IN TELEVISION & MOVIES:
Der Ring des Nibelungen, because of its size and seriousness, lends itself well to parody. One well-known parody is Chuck Jones's 1957 Looney Tunes cartoon What's Opera, Doc? in which Bugs Bunny plays Brünnhilde and Elmer Fudd plays Siegfried. When it was featured in the 1979 compilation film The Bugs Bunny/Road Runner Movie, Bugs mis-pronounced the name of the source opera as "The Rings of Nebulon".
IN LITERATURE:
Anna Russell's The Ring of the Nibelungs (An Analysis) is not really a parody, since it follows Wagner's story and actually discusses many of the Ring's leitmotifs as academically as she makes them entertaining. However, Russell draws attention to some of the more unusual elements in the plot that people often miss, to the delight of her audience.
Anthony Burgess's version of the Ring Cycle is the 1961 novel The Worm and the Ring, which transposes the action to an Oxfordshire grammar school. The comic fantasist Tom Holt similarly chooses to set Expecting Someone Taller, his sequel to the Ring, in a rural English setting.
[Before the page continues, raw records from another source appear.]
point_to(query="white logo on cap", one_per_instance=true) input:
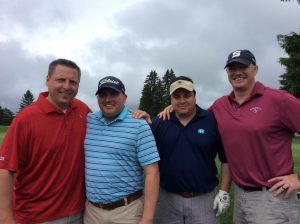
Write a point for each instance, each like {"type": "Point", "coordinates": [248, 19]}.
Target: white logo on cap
{"type": "Point", "coordinates": [236, 54]}
{"type": "Point", "coordinates": [110, 81]}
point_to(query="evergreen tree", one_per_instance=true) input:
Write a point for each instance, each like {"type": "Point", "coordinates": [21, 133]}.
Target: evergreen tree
{"type": "Point", "coordinates": [26, 100]}
{"type": "Point", "coordinates": [151, 94]}
{"type": "Point", "coordinates": [291, 78]}
{"type": "Point", "coordinates": [6, 116]}
{"type": "Point", "coordinates": [167, 79]}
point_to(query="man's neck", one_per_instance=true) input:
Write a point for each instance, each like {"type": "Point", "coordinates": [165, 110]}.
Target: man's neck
{"type": "Point", "coordinates": [184, 120]}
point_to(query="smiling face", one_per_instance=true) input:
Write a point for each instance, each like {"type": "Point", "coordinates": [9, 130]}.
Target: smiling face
{"type": "Point", "coordinates": [183, 102]}
{"type": "Point", "coordinates": [111, 102]}
{"type": "Point", "coordinates": [241, 77]}
{"type": "Point", "coordinates": [62, 86]}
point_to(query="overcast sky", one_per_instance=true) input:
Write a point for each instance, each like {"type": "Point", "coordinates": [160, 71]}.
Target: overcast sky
{"type": "Point", "coordinates": [129, 38]}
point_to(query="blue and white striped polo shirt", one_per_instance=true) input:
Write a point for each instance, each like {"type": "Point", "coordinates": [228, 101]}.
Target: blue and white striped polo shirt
{"type": "Point", "coordinates": [115, 154]}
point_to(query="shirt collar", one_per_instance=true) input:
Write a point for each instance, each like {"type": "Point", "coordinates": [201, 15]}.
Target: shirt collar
{"type": "Point", "coordinates": [257, 90]}
{"type": "Point", "coordinates": [120, 117]}
{"type": "Point", "coordinates": [48, 108]}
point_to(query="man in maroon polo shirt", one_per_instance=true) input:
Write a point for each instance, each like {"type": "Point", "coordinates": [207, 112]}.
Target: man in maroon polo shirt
{"type": "Point", "coordinates": [257, 124]}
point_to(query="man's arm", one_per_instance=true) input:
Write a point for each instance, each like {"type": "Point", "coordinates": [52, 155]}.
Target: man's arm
{"type": "Point", "coordinates": [225, 177]}
{"type": "Point", "coordinates": [150, 192]}
{"type": "Point", "coordinates": [6, 190]}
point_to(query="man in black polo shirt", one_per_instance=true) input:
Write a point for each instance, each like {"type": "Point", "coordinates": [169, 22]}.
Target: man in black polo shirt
{"type": "Point", "coordinates": [188, 144]}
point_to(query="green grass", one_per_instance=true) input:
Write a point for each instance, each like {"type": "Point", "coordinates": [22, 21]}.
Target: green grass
{"type": "Point", "coordinates": [227, 217]}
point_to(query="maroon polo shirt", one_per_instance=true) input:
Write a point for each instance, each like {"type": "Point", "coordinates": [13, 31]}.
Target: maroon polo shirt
{"type": "Point", "coordinates": [257, 134]}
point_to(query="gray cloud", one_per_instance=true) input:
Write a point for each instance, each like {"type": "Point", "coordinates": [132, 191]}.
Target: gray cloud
{"type": "Point", "coordinates": [191, 37]}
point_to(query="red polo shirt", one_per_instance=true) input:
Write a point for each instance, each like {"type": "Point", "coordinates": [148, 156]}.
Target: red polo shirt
{"type": "Point", "coordinates": [44, 146]}
{"type": "Point", "coordinates": [257, 135]}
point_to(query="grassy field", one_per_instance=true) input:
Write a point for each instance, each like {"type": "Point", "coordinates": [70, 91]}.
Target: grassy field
{"type": "Point", "coordinates": [225, 219]}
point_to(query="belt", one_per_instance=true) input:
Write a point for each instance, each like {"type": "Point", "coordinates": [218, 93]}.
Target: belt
{"type": "Point", "coordinates": [124, 201]}
{"type": "Point", "coordinates": [189, 194]}
{"type": "Point", "coordinates": [251, 189]}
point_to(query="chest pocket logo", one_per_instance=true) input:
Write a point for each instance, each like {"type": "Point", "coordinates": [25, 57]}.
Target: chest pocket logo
{"type": "Point", "coordinates": [255, 109]}
{"type": "Point", "coordinates": [201, 131]}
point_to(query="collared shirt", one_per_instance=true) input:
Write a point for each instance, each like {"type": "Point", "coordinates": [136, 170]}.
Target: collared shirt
{"type": "Point", "coordinates": [188, 152]}
{"type": "Point", "coordinates": [115, 154]}
{"type": "Point", "coordinates": [44, 146]}
{"type": "Point", "coordinates": [257, 134]}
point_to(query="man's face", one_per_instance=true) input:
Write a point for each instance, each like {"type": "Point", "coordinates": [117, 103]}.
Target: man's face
{"type": "Point", "coordinates": [183, 102]}
{"type": "Point", "coordinates": [111, 102]}
{"type": "Point", "coordinates": [241, 77]}
{"type": "Point", "coordinates": [62, 86]}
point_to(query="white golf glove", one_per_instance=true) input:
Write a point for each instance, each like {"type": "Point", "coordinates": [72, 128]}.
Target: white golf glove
{"type": "Point", "coordinates": [221, 202]}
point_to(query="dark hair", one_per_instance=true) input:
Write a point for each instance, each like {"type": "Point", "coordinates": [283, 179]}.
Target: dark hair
{"type": "Point", "coordinates": [63, 62]}
{"type": "Point", "coordinates": [186, 79]}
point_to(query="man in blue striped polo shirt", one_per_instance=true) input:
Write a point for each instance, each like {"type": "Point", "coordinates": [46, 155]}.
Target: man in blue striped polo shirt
{"type": "Point", "coordinates": [119, 150]}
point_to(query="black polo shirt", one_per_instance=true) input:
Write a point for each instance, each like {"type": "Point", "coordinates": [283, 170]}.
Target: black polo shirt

J. R. R. Tolkien's The Lord of the Rings appears to borrow some elements from Der Ring des Nibelungen; however, Tolkien himself denied that he had been inspired by Wagner's work, saying that "Both rings were round, and there the resemblance ceases." Any similarity arises because Tolkien and Wagner both drew upon the same source material for inspiration, including the Völsunga saga and the Poetic Edda.